DNQ: Applying RL in DNNs

When we are considering the learning model, reinforcement learning is an important theme to be considered. The maze experiment with rodent had already shown us the existence of such a system in animals. But, the latest researches, such as DQNs, had pushed it further in AI also. To build a smart in silico model, we need to equip it with something like reinforcement learning.

In this context, “Human-level control through deep reinforcement learning” by Mnih et al. (http://www.nature.com/doifinder/10.1038/nature14236) explains a better method. It is about how the agents are optimizing their response to the environment. When an agent is confronted with difficulty in a real-world scenario, they must gain information from a high dimensional sensory space. It seems that animals can solve this problem by combining reinforcement learning and a hierarchical sensory information processing system. Before DQN, the reinforcement models had fewer successes, which was also confined to low dimensional state space. Here, the authors create a deep neural network called the Deep Q Net to optimize policies based on information available from a high dimensional sensory space. They had proved its efficiency from the score that DQN obtained by playing Atari games, almost as smart as a human agent.

Why are we talking about DNQ in the first place? It is that it was a model that combines reinforcement learning with deep neural networks. And it’s already known that ANNs are very good at handling high dimensional data.

If you are asking why deep learning, the plot will be sufficient to give you the answer. After some point for conventional learning algorithms, learning performance won’t improve after a specific amount of data. But, if you are using deep neural networks, it would still increase. Improvement in learning implies more accuracy in prediction.

CNN’s which are widely used in computational neuroscience, is inspired by the feed-forward information processing system in the visual cortex proposed by Hubel and Wiesel. It can exploit local spatial correlation and be robust when there is a translation for the field we observe.

For our agent, information is a sequence of images. It will analyze it to take any action that will maximize the future reward.
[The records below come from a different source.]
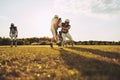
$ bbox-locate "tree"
[17,40,24,45]
[1,38,10,45]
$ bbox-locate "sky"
[0,0,120,41]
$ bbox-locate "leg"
[10,35,14,47]
[57,31,63,46]
[66,33,74,47]
[50,27,58,48]
[51,27,57,42]
[50,39,53,48]
[14,34,18,47]
[50,28,56,48]
[11,40,13,47]
[15,40,17,47]
[61,33,66,48]
[14,38,17,47]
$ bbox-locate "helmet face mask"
[65,22,69,24]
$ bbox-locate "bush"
[1,38,10,45]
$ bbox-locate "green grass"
[0,45,120,80]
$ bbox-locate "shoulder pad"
[62,23,65,26]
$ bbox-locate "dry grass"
[0,45,120,80]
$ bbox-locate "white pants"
[61,32,73,47]
[62,32,73,41]
[51,26,57,38]
[51,26,58,43]
[10,33,17,41]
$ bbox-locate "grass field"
[0,45,120,80]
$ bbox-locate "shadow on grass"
[60,48,120,80]
[68,47,120,60]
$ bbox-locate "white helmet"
[65,19,70,23]
[54,15,59,18]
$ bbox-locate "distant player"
[9,23,18,47]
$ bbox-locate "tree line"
[0,37,51,45]
[0,37,120,45]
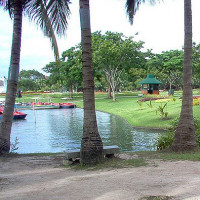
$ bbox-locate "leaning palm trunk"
[172,0,196,151]
[79,0,103,165]
[0,0,22,154]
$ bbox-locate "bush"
[156,131,174,151]
[156,118,200,150]
[193,98,200,106]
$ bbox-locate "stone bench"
[65,145,120,162]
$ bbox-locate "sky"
[1,0,200,78]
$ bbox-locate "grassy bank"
[75,95,200,129]
[2,90,200,129]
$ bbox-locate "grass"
[3,149,200,172]
[64,157,148,170]
[134,149,200,161]
[0,152,64,158]
[5,150,200,162]
[7,90,200,129]
[62,149,200,171]
[75,95,187,129]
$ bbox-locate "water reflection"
[11,108,162,153]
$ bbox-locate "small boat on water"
[60,103,76,109]
[0,109,27,120]
[14,102,76,110]
[12,111,27,119]
[15,102,60,110]
[31,103,60,110]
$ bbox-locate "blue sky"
[1,0,200,78]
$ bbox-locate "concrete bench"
[65,145,120,162]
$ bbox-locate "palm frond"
[0,0,8,6]
[125,0,158,25]
[25,0,70,36]
[0,0,13,17]
[125,0,141,25]
[46,0,71,36]
[24,0,71,60]
[1,0,29,18]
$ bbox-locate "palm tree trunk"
[0,0,23,154]
[172,0,196,151]
[79,0,103,165]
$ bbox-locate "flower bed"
[138,97,165,102]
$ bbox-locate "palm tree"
[79,0,103,165]
[125,0,196,151]
[172,0,196,151]
[0,0,70,154]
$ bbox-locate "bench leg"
[105,154,114,158]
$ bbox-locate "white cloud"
[1,0,200,78]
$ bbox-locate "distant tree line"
[18,32,200,94]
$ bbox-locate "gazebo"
[138,74,162,95]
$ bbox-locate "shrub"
[156,103,168,119]
[156,131,174,151]
[156,118,200,150]
[137,100,143,110]
[193,98,200,106]
[10,137,19,153]
[146,99,153,111]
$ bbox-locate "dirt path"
[0,155,200,200]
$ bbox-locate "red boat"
[0,109,27,120]
[13,111,27,119]
[60,103,76,109]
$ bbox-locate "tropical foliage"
[156,118,200,151]
[0,0,70,154]
[43,31,200,97]
[18,69,46,91]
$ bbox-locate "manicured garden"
[75,91,200,129]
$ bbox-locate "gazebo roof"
[138,74,162,85]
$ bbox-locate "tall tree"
[192,43,200,88]
[0,0,70,154]
[93,31,145,101]
[0,0,23,154]
[18,69,45,91]
[125,0,196,151]
[172,0,196,151]
[146,50,183,90]
[79,0,103,165]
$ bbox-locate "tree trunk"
[169,81,172,91]
[112,90,116,101]
[107,84,112,99]
[69,85,73,98]
[0,0,23,154]
[79,0,103,165]
[172,0,196,151]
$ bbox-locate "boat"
[31,102,60,110]
[0,109,27,120]
[60,103,76,109]
[13,111,27,119]
[13,102,76,110]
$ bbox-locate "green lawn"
[75,93,200,129]
[2,90,200,129]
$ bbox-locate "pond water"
[11,108,163,154]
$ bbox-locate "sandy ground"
[1,154,200,200]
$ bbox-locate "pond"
[11,108,163,154]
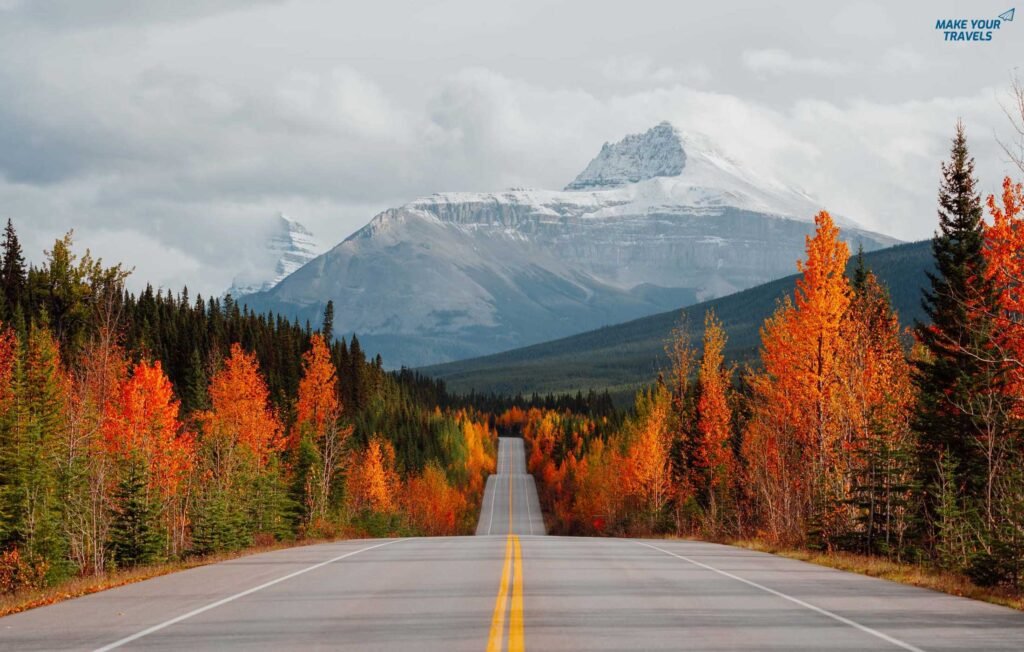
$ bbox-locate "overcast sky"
[1,0,1022,295]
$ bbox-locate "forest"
[0,225,496,593]
[514,125,1024,591]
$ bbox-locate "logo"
[936,8,1014,41]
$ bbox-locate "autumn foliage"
[522,210,920,557]
[201,343,285,469]
[103,360,194,499]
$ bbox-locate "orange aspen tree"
[102,360,195,554]
[201,343,284,480]
[0,326,15,408]
[293,334,351,523]
[460,417,495,499]
[742,300,805,542]
[404,462,468,535]
[623,384,672,534]
[984,177,1024,400]
[743,211,851,545]
[695,310,735,534]
[103,361,194,497]
[346,436,399,514]
[979,177,1024,536]
[65,331,127,574]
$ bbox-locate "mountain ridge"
[238,122,899,368]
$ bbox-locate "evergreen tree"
[182,348,209,414]
[321,300,334,344]
[0,325,71,582]
[0,219,26,319]
[108,460,164,567]
[913,122,1003,547]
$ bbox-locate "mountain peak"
[227,213,319,296]
[565,121,686,190]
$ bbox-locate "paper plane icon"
[999,8,1015,21]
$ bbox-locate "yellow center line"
[486,535,513,652]
[509,535,524,652]
[486,441,527,651]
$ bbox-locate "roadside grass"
[729,538,1024,612]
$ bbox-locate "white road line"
[633,541,926,652]
[486,475,499,535]
[487,439,508,535]
[93,538,407,652]
[522,469,533,535]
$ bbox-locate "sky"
[1,0,1022,295]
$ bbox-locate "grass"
[0,539,330,618]
[729,538,1024,612]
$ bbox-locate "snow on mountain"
[566,121,686,189]
[239,123,900,368]
[227,214,319,296]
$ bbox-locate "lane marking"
[487,439,529,650]
[92,538,407,652]
[633,541,925,652]
[508,446,514,533]
[486,535,514,652]
[522,472,533,535]
[486,475,498,535]
[509,536,524,652]
[486,439,510,535]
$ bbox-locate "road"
[474,436,545,537]
[1,437,1023,650]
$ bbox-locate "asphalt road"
[474,436,545,537]
[2,437,1023,651]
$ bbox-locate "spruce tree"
[913,122,1002,546]
[321,300,334,344]
[108,461,164,567]
[182,348,209,414]
[0,219,26,319]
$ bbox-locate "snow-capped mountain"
[239,123,899,368]
[227,214,319,296]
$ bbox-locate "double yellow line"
[486,533,523,651]
[486,451,525,651]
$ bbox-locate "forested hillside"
[422,239,933,401]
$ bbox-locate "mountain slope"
[240,123,899,368]
[420,240,933,400]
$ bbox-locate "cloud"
[742,49,856,76]
[601,55,711,85]
[1,0,284,28]
[879,47,929,74]
[0,0,1018,297]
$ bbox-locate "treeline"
[0,226,495,593]
[519,124,1024,590]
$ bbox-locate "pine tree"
[108,460,164,567]
[0,325,71,582]
[183,348,209,414]
[321,300,334,344]
[0,220,26,319]
[914,122,1003,548]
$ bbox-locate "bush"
[0,548,48,595]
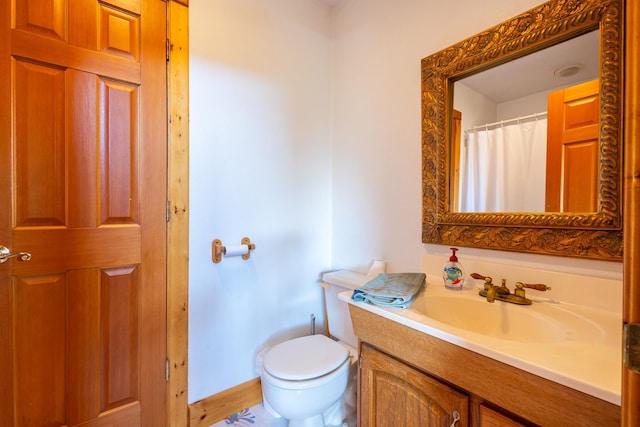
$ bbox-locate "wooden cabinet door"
[360,343,468,426]
[0,0,168,425]
[545,79,599,212]
[479,405,525,427]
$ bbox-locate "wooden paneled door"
[545,79,599,212]
[0,0,168,426]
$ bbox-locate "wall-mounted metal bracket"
[212,239,224,263]
[240,237,254,260]
[624,323,640,374]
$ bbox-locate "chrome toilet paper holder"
[212,237,256,263]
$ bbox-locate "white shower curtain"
[459,118,548,212]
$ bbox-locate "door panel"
[563,140,599,212]
[15,274,67,426]
[101,266,139,411]
[14,59,66,226]
[1,0,167,425]
[100,78,139,224]
[99,5,140,60]
[15,0,66,40]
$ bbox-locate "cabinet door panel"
[360,343,468,426]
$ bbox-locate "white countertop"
[339,282,621,405]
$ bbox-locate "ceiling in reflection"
[459,30,600,103]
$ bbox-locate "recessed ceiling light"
[554,64,584,78]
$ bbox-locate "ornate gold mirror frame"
[421,0,623,260]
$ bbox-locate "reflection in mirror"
[452,30,600,214]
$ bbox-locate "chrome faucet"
[470,273,551,305]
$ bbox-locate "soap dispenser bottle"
[443,247,465,290]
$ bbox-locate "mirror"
[421,0,623,260]
[453,31,600,213]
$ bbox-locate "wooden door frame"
[167,1,190,426]
[623,0,640,424]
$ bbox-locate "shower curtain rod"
[465,111,547,133]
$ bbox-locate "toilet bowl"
[259,260,385,427]
[261,334,351,427]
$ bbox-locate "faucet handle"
[514,282,550,301]
[471,273,507,293]
[522,283,552,292]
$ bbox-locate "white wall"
[497,90,548,120]
[454,82,498,136]
[330,0,545,272]
[188,0,333,401]
[329,0,618,279]
[188,0,623,402]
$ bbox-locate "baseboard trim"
[188,377,263,427]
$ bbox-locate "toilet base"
[257,338,358,427]
[288,414,325,427]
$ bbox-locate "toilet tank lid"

More formally, we are using the deep convolutional neural net to approximate the optimal action-value given above. It is the sum of all reward terms discounted by a ratio game, which could be associated with latency in taking action. This is achieved by a behavioral policy P(a|s), where a is the action, and a is the action that the agent had taken given the information s. Before going further we need to know what is the issue in using neural networks in approximating such a function. We can say that there might be correlations present in the observations. Then, small updates that are added to Q may sometimes change the final action significantly. That is neural networks are a good example of nonlinear functions, they are said to be unstable or even diverging in this case. This ultimately results in a significant difference in action values that it i9s giving and the target values.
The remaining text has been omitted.